In a separate statement on Monday, Dr Gault warned that Covid is “still very prevalent across all of our schools” and that the associated “staffing crisis”, which was well publicised earlier this year, is “still at a critical level”.
“Many school leaders are finding it impossible to source substitute teachers and do not have the resources available within the school to keep all classes open for all children,” he said. The inevitable impact, in many cases, is short-term closure, he added.
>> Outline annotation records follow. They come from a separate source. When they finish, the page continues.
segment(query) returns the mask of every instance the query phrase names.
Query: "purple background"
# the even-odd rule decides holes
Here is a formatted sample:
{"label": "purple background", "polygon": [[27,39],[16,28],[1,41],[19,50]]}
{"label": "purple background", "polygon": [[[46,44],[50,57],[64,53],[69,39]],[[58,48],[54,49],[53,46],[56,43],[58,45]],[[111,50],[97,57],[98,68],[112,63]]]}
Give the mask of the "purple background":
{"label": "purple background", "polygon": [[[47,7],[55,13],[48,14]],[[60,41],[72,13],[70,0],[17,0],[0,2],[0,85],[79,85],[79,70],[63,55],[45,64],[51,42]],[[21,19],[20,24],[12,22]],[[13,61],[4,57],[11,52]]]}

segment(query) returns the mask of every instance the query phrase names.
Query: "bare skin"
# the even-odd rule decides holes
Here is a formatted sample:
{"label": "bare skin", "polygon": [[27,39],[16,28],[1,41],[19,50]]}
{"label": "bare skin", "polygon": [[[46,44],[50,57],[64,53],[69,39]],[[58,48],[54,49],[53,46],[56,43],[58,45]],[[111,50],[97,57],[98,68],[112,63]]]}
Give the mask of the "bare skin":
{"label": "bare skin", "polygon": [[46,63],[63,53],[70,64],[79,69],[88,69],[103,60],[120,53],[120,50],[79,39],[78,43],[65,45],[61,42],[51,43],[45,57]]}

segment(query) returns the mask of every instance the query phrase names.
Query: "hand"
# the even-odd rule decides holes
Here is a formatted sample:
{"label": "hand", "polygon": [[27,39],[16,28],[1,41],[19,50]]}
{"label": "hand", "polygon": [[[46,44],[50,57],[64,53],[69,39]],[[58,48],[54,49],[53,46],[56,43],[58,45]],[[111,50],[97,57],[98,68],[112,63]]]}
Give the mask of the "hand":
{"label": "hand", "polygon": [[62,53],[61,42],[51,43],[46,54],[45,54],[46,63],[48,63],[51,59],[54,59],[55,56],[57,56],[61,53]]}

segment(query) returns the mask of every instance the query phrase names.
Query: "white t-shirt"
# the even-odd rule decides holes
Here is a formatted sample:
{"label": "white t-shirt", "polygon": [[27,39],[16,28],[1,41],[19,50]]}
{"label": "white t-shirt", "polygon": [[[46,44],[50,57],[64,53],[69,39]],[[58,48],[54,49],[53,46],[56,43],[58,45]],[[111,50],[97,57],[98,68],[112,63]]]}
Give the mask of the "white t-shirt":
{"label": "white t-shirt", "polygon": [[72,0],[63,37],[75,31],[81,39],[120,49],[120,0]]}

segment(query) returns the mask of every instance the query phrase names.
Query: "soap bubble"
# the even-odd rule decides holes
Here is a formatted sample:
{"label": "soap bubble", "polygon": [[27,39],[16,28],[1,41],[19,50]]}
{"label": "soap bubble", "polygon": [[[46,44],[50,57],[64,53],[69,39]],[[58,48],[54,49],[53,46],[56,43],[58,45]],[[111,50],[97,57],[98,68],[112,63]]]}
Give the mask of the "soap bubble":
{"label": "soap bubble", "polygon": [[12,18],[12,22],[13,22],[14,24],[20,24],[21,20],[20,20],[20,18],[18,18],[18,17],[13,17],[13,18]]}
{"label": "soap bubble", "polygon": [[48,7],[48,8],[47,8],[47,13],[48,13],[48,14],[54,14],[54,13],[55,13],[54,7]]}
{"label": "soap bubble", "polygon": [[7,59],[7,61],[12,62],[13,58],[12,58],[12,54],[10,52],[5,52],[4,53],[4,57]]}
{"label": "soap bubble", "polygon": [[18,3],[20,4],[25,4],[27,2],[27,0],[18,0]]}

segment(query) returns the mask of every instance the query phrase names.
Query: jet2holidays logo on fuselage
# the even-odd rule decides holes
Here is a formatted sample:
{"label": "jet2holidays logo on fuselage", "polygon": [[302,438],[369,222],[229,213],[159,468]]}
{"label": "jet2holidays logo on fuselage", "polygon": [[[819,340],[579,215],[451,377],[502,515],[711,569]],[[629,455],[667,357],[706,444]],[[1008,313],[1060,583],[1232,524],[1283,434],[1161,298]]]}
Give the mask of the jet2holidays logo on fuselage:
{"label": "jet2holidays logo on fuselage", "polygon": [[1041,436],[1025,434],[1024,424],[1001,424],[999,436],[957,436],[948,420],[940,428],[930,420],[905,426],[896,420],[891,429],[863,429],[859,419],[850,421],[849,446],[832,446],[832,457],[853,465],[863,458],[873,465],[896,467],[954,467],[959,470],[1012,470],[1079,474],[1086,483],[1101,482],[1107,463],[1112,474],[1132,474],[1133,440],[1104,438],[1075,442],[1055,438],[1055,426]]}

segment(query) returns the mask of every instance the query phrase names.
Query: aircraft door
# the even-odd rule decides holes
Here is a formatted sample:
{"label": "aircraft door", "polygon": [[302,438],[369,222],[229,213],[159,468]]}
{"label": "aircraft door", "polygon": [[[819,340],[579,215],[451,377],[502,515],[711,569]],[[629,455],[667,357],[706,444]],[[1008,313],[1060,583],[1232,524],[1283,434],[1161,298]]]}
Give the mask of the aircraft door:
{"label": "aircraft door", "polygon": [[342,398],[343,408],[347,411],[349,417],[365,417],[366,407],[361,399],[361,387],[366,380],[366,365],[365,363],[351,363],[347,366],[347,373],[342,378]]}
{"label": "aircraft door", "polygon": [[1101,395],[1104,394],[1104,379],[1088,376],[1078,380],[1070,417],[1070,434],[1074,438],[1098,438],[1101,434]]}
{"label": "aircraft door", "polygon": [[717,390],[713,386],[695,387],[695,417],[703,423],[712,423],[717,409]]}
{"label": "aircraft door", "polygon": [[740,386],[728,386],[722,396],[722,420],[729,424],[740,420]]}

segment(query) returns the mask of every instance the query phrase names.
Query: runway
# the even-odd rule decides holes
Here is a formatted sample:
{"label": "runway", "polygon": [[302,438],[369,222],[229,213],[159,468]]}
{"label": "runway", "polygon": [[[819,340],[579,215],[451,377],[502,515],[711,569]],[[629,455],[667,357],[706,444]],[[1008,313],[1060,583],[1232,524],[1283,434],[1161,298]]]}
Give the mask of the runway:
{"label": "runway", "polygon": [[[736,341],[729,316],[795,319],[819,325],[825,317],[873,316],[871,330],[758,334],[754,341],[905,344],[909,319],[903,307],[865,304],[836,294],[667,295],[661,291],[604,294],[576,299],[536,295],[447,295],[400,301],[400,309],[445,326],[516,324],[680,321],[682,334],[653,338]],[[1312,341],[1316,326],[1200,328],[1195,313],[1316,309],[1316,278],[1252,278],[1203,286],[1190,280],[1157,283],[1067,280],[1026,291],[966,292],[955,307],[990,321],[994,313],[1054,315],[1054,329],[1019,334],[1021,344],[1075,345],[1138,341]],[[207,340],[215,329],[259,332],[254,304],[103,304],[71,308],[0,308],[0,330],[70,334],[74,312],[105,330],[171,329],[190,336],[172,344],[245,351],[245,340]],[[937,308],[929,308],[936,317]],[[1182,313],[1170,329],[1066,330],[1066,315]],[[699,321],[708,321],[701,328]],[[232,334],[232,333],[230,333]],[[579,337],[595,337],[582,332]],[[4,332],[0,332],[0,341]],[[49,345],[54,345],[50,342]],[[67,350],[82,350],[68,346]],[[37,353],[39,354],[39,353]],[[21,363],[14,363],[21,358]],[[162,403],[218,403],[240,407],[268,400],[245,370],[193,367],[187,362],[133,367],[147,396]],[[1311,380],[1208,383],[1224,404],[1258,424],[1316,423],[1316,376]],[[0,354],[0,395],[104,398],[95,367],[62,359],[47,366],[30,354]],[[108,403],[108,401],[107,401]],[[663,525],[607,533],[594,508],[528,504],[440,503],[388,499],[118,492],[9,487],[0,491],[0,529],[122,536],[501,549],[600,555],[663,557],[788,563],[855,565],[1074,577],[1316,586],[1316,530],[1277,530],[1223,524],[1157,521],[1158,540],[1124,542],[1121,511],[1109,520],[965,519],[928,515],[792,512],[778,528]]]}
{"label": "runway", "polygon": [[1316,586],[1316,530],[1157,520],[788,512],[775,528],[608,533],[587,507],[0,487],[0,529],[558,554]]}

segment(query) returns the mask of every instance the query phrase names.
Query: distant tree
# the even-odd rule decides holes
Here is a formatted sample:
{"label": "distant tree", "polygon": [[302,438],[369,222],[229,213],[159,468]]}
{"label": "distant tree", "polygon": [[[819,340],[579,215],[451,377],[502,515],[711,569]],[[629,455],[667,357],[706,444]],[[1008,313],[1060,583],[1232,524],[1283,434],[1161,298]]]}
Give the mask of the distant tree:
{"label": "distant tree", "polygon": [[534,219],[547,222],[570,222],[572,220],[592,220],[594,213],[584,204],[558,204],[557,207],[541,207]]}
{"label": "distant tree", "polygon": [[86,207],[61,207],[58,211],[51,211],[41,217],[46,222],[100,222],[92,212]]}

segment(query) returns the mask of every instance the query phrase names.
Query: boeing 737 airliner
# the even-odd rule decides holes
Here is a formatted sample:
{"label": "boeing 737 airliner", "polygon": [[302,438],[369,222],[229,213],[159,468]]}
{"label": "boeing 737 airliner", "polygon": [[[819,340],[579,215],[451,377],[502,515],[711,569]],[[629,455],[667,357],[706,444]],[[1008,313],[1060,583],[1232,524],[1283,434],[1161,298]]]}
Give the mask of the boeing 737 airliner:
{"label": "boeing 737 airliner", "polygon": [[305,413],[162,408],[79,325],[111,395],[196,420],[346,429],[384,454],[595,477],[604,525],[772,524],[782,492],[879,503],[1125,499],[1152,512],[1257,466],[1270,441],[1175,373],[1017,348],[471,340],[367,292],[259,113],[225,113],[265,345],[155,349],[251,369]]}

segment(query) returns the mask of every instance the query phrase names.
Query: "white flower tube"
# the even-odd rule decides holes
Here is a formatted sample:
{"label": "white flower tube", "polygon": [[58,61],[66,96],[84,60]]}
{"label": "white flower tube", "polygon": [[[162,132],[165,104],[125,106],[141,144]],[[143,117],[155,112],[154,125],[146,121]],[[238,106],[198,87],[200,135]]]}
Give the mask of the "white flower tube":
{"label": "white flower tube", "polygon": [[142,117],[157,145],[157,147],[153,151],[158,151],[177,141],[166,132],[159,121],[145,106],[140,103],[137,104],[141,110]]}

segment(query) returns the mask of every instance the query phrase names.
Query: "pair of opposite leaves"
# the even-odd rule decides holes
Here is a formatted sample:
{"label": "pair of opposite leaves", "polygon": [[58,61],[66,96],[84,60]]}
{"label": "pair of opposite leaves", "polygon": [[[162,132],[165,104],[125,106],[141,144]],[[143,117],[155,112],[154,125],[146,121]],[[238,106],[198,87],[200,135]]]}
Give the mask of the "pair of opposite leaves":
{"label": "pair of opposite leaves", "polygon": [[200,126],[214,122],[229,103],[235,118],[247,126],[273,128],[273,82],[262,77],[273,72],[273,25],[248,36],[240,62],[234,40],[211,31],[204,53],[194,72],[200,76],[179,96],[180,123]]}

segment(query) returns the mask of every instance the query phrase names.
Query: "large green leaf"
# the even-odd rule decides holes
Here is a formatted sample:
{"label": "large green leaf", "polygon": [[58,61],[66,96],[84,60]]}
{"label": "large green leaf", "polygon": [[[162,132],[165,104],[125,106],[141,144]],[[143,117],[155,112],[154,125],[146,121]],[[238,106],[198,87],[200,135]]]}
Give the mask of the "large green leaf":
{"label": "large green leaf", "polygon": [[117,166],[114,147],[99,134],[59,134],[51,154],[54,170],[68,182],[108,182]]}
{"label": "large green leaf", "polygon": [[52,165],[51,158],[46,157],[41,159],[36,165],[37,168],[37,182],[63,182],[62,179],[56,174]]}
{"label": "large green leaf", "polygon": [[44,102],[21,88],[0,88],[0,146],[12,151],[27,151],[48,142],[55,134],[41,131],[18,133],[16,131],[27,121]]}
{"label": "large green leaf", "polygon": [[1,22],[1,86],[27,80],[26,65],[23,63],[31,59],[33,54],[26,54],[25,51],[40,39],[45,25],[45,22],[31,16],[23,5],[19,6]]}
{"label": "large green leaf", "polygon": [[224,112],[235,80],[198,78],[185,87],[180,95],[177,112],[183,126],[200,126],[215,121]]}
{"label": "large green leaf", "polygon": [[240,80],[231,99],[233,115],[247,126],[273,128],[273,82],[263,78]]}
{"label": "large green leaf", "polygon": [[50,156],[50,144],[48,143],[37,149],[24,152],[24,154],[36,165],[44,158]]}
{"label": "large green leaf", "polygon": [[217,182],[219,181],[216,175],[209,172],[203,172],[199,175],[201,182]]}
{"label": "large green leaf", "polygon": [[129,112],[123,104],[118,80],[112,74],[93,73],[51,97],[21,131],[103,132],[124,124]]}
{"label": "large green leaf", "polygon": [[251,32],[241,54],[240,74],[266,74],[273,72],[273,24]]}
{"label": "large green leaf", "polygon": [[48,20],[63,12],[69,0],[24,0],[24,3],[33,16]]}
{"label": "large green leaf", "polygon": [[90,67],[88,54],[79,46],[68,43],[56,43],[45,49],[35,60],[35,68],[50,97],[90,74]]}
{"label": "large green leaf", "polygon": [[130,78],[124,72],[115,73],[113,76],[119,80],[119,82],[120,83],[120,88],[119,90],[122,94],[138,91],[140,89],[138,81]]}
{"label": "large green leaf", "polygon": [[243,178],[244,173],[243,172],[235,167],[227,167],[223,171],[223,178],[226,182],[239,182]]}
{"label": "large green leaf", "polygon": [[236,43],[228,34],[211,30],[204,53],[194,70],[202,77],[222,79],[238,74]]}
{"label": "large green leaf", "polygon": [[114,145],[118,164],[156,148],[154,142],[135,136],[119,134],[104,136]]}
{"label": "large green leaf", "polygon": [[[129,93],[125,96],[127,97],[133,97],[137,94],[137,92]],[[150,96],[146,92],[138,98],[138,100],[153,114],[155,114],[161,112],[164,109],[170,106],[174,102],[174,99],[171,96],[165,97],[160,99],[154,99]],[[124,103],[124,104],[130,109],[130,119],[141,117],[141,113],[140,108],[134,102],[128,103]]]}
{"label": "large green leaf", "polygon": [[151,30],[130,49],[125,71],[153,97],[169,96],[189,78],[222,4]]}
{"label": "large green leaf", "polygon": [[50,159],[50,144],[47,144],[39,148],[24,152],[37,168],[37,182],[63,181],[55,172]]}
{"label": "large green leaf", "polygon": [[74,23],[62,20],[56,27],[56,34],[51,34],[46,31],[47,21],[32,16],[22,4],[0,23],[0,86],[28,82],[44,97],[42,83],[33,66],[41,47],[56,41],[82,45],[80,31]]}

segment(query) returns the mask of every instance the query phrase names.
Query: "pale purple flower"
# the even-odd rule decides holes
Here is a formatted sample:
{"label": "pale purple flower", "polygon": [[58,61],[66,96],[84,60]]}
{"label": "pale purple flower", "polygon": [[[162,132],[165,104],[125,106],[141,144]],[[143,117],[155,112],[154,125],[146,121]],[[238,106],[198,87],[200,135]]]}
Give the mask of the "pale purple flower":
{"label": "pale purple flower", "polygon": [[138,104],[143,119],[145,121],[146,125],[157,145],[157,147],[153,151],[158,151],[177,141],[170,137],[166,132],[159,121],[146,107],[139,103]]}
The Alliance Party and Sinn Fein, which hold the chair and deputy chair of the Stormont education committee, were invited to comment.
“Over the course of the last two years the Education Committee received startling evidence in relation to the impact of budget cuts on our education system,” he said.
“Sinn Féin wants schools to have access to sustainable core budgets as agreed in New Decade New Approach.
“However, British Government cuts have stripped close to a quarter of a billion pounds in real terms out of the education budget from 2009-2019.
“Those savage austerity cuts by the British Government have left us in a situation whereby our education system here could face a funding shortfall of £600 million by 2025.
“The British Government must fund public services here properly and restore the block grant to pre austerity levels at a minimum so that we can invest in our children and young people, pay our teachers and school staff properly and provide an education system that delivers for all.
“The DUP also need to take responsibility, they need to end their blockage of a three year budget and commit to working with the rest of us in a restored Executive so that we can support and invest in our public services.”